My cross country coach delighted in misdirection.
Three days a week, she rounded us up at the crack of dawn for a workout at the Dover Horse Trails, a network of paths leading through woodland, field, and Florida scrub at different stages. (If you don’t know what Florida scrub is, I’m sorry, but I won’t try to explain it.) I had to wear two pairs of socks and wrap my feet in bandages to prevent the dew from soaking through my shoes and socks and leaving gaping blisters on my feet.
Getting lost on those dew-soaked, godforsaken trails was practically a rite of passage for the cross country team. It brought Coach Laura a certain level of sadistic satisfaction. She said that when we got lost, she got to see how far we could really run. (Because, for some reason, no wrong turn led to a shorter route.

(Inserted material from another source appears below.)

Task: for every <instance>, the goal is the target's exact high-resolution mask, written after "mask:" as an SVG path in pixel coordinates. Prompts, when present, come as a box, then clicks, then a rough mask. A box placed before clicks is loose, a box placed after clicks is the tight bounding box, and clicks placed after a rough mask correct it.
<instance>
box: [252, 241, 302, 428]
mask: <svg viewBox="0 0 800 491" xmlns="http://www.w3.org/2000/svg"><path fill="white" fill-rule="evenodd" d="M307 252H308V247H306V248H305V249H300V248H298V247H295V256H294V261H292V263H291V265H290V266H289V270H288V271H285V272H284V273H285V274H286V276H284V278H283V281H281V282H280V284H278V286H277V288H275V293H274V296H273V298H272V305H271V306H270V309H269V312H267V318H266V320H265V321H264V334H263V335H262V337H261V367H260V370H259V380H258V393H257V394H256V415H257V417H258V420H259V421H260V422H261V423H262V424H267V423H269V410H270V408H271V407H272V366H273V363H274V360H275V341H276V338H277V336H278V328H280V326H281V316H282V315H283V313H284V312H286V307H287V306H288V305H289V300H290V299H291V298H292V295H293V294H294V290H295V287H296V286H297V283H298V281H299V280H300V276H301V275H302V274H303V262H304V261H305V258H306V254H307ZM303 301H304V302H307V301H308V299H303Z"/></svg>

It was just endless miles of scrub…which you can Google, if you’re so curious.)
Well, I just finished my second week of living in Birmingham. I moved into my apartment on Monday, May 30. And on Tuesday, June 1, I started my summer internship, working as a full time reporter.
Suddenly, not only was I living in a strange city – a strange state, actually – I had to write about a city that consists of five different regions, find my way around it/them for stories, interviews, and photos.
Let me tell you – I have gotten lost a lot in the past week.
I have missed turns, taken wrongs turns…made more mistakes I won’t talk about because the people who pay for my car insurance read this blog…
And as I miserably blundered my way through Birmingham traffic for so long I heard the same song play on the radio three times, I could not help but dolefully reflect on the philosophical implications of getting lost.
It is easy to have a devil-may-care attitude about getting lost when you have a safety net. Namely, Madam GPS. I apologize to her when I miss turns after she has patiently informed me that my turn is one mile…three quarters of a mile…half a mile…a quarter of a mile…900 feet…500 feet…250 feet…100 feet in back of you and two lanes away, you bumbling idiot.
Actually, she has extraordinary patience. (Which is why I wish all people were like phones: calm and easy to put away. There’s never any drama with a phone.) But it also makes it easier for me; I know that if I make a mistake, she will almost instantly compensate for it and steer me onto the right path.
I know that we grow by making mistakes (which is probably what Coach Laura was getting at, in addition to her perverse thrill) but we shouldn’t be careless about it. Mistakes happen so that we can learn how to not make that mistake again.
And yet, I still turn when she says I have 800 more feet to go because I’m not actually paying attention to the street signs.
Which is probably the bigger lesson here: take advantage of the resources you have to prevent yourself from making that stupid mistake.
Heurism is an effective teaching method, but it’s also a dangerous one. Mistakes don’t just affect us. It’s a miracle I haven’t killed someone abruptly turning without my signal or screeching across multiple lanes to get to my exit.
And we should be grateful when we have directions.
Right now, my directions end at the edge of a stage, clutching a diploma – an empty roadmap that assures the world I am qualified to set out on my own, but doesn’t give a single hint about which way I should go. I don’t know if I’ll step left or right or keep going straight. I’ll probably just take a swan dive and land on my face.
But my feet will hit the ground, too, eventually.
I guess we if we use our heads and stop blindly following a robotic voice, we’ll all emerge stronger from our time wandering in the Florida scrub. (Seriously, look it up.)